FHL1 belongs to a family of genes that play a role in focal adhesion and differentiation. High expression of FHL1 has been described as a powerful prognostic indicator of worse survival and poor outcome, independent of existing genetic factors for the prognosis of AML. Its overexpression was further found to be related to chemotherapy-resistance and relapse in AML, and FHL1 knockdown enhanced the sensitivity of AML cells response to treatment [Citation53]. SPNS3 is a transmembrane transporter whose overexpression has been associated with poor prognosis in AML patients receiving chemotherapy or allogeneic hematopoietic stem cell transplantation [Citation54]. Huang et al. [Citation54] suggested that over-expression of SPNS3 may regulate and control proliferation and differentiation of AML by autophagy. MPZL2 expressed in the lymphoid organ, thymus, and other epithelial structures maintains stemness in glioblastoma [Citation55]. Its increased expression has been reported in AML and hepatocellular carcinoma, which is associated with poor prognosis and recurrence [Citation56,Citation57].
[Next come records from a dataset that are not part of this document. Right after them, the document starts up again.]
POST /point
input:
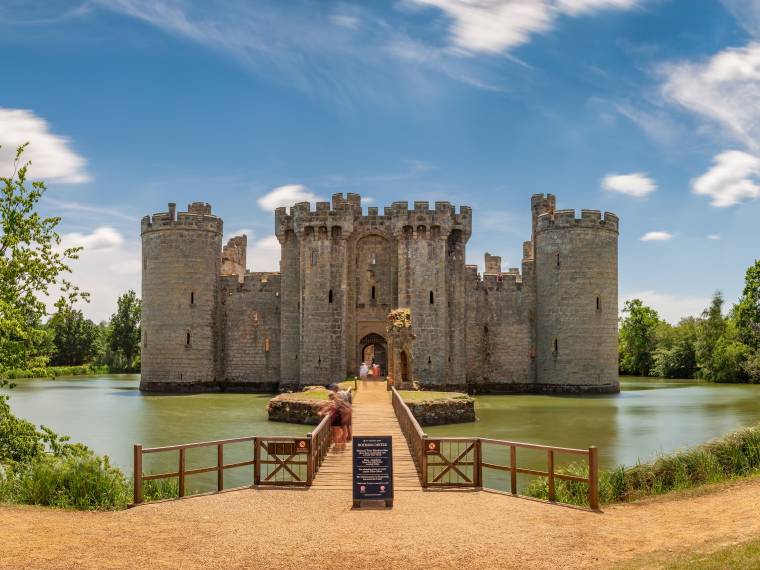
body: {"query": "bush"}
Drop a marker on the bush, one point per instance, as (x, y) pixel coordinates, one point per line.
(734, 455)
(81, 481)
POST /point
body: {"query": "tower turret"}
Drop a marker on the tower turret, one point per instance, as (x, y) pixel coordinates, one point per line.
(576, 300)
(181, 255)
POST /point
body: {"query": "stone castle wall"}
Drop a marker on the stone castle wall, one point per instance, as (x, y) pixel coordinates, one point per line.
(341, 272)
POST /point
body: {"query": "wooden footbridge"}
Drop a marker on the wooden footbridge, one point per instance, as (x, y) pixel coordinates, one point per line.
(419, 462)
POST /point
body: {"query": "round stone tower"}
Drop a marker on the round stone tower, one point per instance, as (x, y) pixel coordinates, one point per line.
(181, 254)
(576, 301)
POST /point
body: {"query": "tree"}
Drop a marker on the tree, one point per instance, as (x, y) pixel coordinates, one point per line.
(747, 310)
(31, 263)
(711, 328)
(638, 337)
(74, 337)
(125, 328)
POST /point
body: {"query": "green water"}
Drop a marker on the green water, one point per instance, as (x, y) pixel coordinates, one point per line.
(649, 416)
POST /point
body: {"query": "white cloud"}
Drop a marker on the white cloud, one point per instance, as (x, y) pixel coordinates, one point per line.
(103, 238)
(732, 179)
(496, 26)
(287, 196)
(724, 90)
(656, 236)
(636, 184)
(672, 308)
(51, 155)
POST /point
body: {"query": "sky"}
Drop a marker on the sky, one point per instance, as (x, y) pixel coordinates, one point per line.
(646, 108)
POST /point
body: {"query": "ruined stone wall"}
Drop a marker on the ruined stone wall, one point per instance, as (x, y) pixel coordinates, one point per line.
(181, 256)
(576, 285)
(251, 332)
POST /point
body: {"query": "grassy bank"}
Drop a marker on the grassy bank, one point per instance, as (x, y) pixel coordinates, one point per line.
(55, 371)
(734, 455)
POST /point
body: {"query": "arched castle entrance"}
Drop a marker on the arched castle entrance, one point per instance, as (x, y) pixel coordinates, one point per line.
(374, 346)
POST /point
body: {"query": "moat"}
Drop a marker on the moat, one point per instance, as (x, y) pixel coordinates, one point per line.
(649, 416)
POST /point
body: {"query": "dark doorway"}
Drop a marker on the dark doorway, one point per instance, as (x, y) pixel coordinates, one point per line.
(374, 348)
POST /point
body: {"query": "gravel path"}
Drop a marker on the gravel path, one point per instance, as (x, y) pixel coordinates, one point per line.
(285, 528)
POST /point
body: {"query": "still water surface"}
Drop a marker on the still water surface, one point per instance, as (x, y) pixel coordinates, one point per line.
(648, 417)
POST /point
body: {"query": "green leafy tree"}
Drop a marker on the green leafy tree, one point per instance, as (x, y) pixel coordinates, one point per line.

Notably, the high expression of these genes in FLT3-ITD patients promotes poor outcomes, and the implication of FHL1 and SPNS3 in chemotherapy resistance could be the reason for treatment failure, which may therefore explain the low survival in this category of patients. Functional studies such as knockdown experiments to decipher the precise roles of these genes in FLT3-ITD AML would be illuminative.

Conclusions

In this study, we differentiated AML FLT3-ITD and AML NPM1/CEBPA using GEP. We also identified and validated a 16-gene expression signature for risk classification in AML, which has diagnostic and prognostic value. The upregulation of FHL1, SPNS3, and MPZL2 was found to be associated with poor survival in AML FLT3-ITD. These genes could therefore be potential therapeutic targets in pediatric and adult AML.

Disclosure statement

Authors have no conflict of interest to declare.

Additional information

Funding

The work reported herein was made possible through funding by the South African Medical Research Council (SAMRC) through its Division of Research Capacity Development under the Mid-Career Scientist Programme from the South African National Treasury. The South African Research Chairs Initiative of the Department of Science and Innovation and the National Research Foundation of South Africa (Grant ID 64751) also supported this work; the Poliomyelitis Research Foundation; South African National Research Foundation.